6. Congestion Charging
Foreign diplomats in London have racked up £108.6m in unpaid congestion charge fines REUTERS/Alessia Pierdomenico

Foreign diplomats in London have racked up £108.6m in unpaid congestion charge fines.

The US embassy alone racked up more than £300,000 in unpaid penalties this year, amounting to £11.9m in unpaid tickets since the charge was first introduced in 2003, said Transport for London (TfL).

US representatives owed the largest fines overall, but China's embassy topped the list for unpaid fines in 2017 after running up a bill of more than £447,000 in unpaid tickets.

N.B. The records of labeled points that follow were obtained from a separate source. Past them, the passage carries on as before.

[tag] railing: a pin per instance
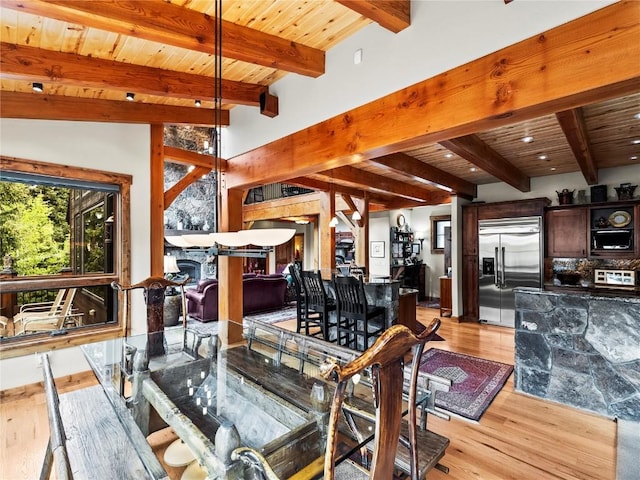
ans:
(274, 191)
(56, 454)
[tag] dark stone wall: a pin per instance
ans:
(579, 349)
(194, 209)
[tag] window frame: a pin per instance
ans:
(14, 346)
(436, 220)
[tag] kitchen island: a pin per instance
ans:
(579, 349)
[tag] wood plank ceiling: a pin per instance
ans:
(88, 54)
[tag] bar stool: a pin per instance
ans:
(317, 304)
(301, 307)
(356, 319)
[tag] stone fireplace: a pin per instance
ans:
(194, 262)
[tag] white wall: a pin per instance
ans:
(112, 147)
(431, 45)
(549, 185)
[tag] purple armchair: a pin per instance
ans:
(260, 293)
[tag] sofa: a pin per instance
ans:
(260, 293)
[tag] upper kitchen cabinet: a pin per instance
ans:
(602, 230)
(613, 230)
(566, 232)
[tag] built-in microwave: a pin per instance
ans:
(619, 239)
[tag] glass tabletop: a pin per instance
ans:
(265, 390)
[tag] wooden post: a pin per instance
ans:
(326, 234)
(230, 268)
(8, 300)
(156, 207)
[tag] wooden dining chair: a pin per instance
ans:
(385, 359)
(318, 305)
(419, 449)
(357, 320)
(301, 307)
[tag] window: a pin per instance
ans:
(64, 237)
(438, 224)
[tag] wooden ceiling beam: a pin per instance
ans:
(29, 63)
(575, 131)
(394, 15)
(424, 172)
(178, 155)
(505, 87)
(294, 206)
(56, 107)
(376, 183)
(475, 151)
(324, 186)
(171, 24)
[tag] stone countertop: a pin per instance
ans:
(593, 290)
(579, 349)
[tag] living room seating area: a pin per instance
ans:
(259, 293)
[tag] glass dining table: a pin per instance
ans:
(264, 392)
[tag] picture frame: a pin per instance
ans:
(376, 249)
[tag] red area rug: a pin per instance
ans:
(476, 381)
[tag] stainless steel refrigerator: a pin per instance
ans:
(510, 252)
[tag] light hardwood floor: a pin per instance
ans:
(518, 437)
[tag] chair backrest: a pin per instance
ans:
(57, 303)
(65, 310)
(315, 294)
(294, 270)
(386, 359)
(351, 301)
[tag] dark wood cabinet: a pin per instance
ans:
(607, 230)
(401, 245)
(470, 273)
(612, 230)
(397, 271)
(566, 231)
(470, 230)
(471, 214)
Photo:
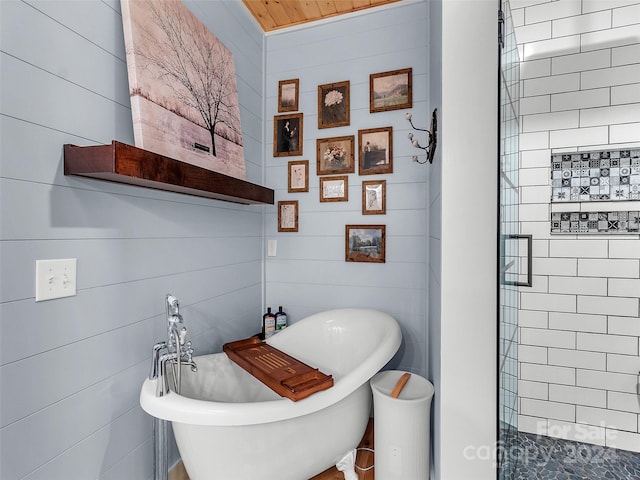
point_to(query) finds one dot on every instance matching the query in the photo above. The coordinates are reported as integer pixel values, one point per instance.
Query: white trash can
(401, 427)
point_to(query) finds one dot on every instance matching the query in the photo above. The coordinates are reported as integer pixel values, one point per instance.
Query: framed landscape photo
(365, 243)
(374, 197)
(288, 216)
(335, 155)
(334, 189)
(390, 90)
(287, 135)
(333, 105)
(288, 94)
(375, 151)
(298, 176)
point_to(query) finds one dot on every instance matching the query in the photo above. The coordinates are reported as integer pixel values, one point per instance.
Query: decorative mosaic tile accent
(595, 222)
(530, 456)
(595, 176)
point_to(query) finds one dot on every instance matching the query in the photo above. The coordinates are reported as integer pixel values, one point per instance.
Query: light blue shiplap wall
(71, 369)
(309, 273)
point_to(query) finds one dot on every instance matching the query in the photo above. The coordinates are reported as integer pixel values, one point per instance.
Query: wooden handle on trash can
(397, 388)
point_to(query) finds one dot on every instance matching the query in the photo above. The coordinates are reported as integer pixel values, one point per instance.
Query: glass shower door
(510, 240)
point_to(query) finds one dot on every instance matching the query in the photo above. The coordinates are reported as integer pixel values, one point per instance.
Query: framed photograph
(390, 90)
(335, 155)
(374, 197)
(334, 189)
(288, 216)
(287, 135)
(333, 105)
(288, 93)
(365, 243)
(375, 151)
(160, 36)
(298, 176)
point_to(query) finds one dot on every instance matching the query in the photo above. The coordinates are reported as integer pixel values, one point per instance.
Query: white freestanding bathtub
(229, 426)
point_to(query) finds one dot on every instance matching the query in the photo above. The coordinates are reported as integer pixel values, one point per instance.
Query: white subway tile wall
(580, 323)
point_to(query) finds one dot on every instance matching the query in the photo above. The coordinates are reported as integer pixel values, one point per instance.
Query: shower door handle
(504, 267)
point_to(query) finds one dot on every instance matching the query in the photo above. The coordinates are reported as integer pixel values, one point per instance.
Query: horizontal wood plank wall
(71, 369)
(309, 273)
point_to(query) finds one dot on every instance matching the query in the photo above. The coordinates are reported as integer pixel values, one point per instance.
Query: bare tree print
(195, 66)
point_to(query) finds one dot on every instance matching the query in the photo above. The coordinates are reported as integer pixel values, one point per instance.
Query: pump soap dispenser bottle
(281, 320)
(268, 324)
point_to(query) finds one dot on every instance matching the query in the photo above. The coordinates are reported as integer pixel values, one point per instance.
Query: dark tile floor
(535, 457)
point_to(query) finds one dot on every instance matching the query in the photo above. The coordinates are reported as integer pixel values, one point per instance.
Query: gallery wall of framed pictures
(366, 152)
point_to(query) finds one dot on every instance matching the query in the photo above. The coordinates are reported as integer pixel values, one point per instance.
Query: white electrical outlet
(272, 248)
(55, 278)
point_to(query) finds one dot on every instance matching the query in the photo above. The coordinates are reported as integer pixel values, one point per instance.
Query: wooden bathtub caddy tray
(280, 372)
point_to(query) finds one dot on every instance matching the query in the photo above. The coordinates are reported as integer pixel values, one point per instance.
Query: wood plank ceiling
(276, 14)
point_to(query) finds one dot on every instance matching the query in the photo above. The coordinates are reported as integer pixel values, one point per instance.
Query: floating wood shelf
(124, 163)
(280, 372)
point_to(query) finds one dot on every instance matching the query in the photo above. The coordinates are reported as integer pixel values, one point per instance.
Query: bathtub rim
(178, 408)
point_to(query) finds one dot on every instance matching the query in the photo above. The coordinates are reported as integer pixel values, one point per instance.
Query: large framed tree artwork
(182, 82)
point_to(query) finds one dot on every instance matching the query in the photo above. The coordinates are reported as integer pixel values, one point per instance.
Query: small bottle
(281, 320)
(268, 324)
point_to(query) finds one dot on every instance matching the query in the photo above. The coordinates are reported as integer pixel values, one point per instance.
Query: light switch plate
(55, 278)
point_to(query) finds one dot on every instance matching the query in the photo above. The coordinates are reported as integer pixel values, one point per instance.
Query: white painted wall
(71, 369)
(468, 317)
(310, 273)
(580, 325)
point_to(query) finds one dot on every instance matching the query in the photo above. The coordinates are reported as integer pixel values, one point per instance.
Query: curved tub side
(351, 365)
(292, 449)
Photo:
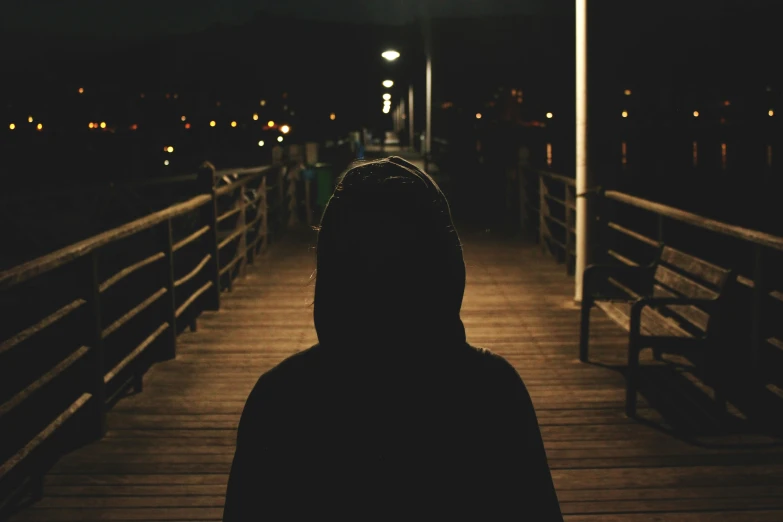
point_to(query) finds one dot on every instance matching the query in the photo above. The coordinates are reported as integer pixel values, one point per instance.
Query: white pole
(410, 117)
(582, 182)
(428, 135)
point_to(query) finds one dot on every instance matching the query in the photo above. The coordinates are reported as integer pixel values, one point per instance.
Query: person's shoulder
(286, 375)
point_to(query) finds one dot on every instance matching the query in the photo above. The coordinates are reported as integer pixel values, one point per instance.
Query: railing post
(206, 183)
(97, 366)
(167, 236)
(569, 242)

Unpaid fines for all embassies in the capital is now well above the £100m-mark since the levy was introduced in a bid to cut traffic in central London 14 years ago.

The five largest overall offenders during this time are the US, Japan, Nigeria, Russia and India.

TfL said it plans to pursue legal action together with the UK's Foreign Office to take the matter to the International Court of Justice.

Paul Cowperthwaite, TfL's general manager for congestion charging, said: "We continue to pursue all unpaid congestion charge fees and related penalty charge notices."

But a number of large embassies refuse to pay the charge because they argue it is a tax that they are exempt from.

The US embassy said in a statement: "Our position on the tax established by Transport for London in 2003, more commonly known as the Congestion Charge, is based on the 1961 Vienna Convention on Diplomatic Relations, which expressly prohibits the taxation of diplomatic missions in this manner.

"Our position is therefore wholly in accordance with that Convention, to which both the United States and the United Kingdom are parties, and it is a position shared by many other diplomatic missions in London."

But TfL's Cowperthwaite said: "We are clear that the Congestion Charge is a charge for a service and not a tax.

"This means that foreign diplomats are not exempt from paying it. We continue to pursue all unpaid Congestion Charge fees and related penalty charge notices."

A Foreign Office spokesman said earlier this year: "Our position is clear. There are no legal grounds to exempt diplomats from paying the London congestion charge. This is not a tax, and the majority of diplomatic missions in London recognise this and pay.

"We are committed to working with TfL to find a solution to the problem of non-payment by some missions."